As I'm not familiar with the original source material, I can't help but wonder if Vought has something up its sleeve as a fail-safe should one of their creations goes truly rouge.
I'm pretty sure there must be.
Though the fact Stan Edgar got taken down so easily makes me wonder if they fucked up.

Though I cant see any character played by Giancarlo Esposito being that much of a idiot.
In some ways homelander seems to be scared of him.
I mean the only way homelander got rid of him was by legal routes rather than straight up murder. Homelander has murdered people with much more public standing and gotten away Scot free. There is something he has over homelander.
I think he will be back with a surprise.

I think they’re only concern is remaining profitable. The Supes can do whatever they want as long as the money keeps flowing in.

Yeah but if a sup goes completely rogue then that's bad for business as well.
Homelander as CEO of vaught is really really bad for business.
I think once Stan Edgar reappears he will have something up his sleeve.
 
That's like people calling their newborns Daenarys even after she had started displaying questionable behaviour.

Daenerys is at least understandable, i believe she only started to cross the line when she came to Westeros.
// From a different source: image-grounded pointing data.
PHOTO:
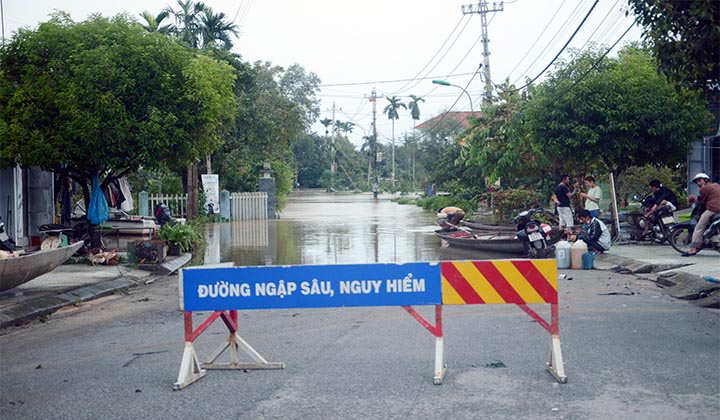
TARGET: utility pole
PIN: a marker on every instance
(376, 183)
(332, 143)
(482, 9)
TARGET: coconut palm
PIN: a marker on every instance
(216, 30)
(414, 108)
(187, 22)
(391, 112)
(326, 122)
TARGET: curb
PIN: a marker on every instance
(41, 306)
(677, 284)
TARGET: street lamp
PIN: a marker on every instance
(444, 83)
Before that the people she punished and had killed were slave masters, evil wizards and such.

Homelander was shown to be an asshole from the get go - i don't like to think about the people who think he's not that bad, that would be quite telling.
 
Homelander was shown to be an asshole from the get go - i don't like to think about the people who think he's not that bad, that would be quite telling.

It may be a problem with consumers of entertainment in general but it seems especially pronounced with TV viewers (perhaps because the genre spent so many decades dealing in absolutes) : The viewers can't accept that a popular lead character is really a villain and so they tell themselves he/she isn't really that bad of a guy. I remember David Chase mentioning that he had to regularly remind viewers (through action and dialogue) that Tony Soprano was not some sort of misunderstood good guy, but a sociopathic mob boss/murderer) and the world was full of viewers making excuses for Walter White long after Walter himself stopped doing so.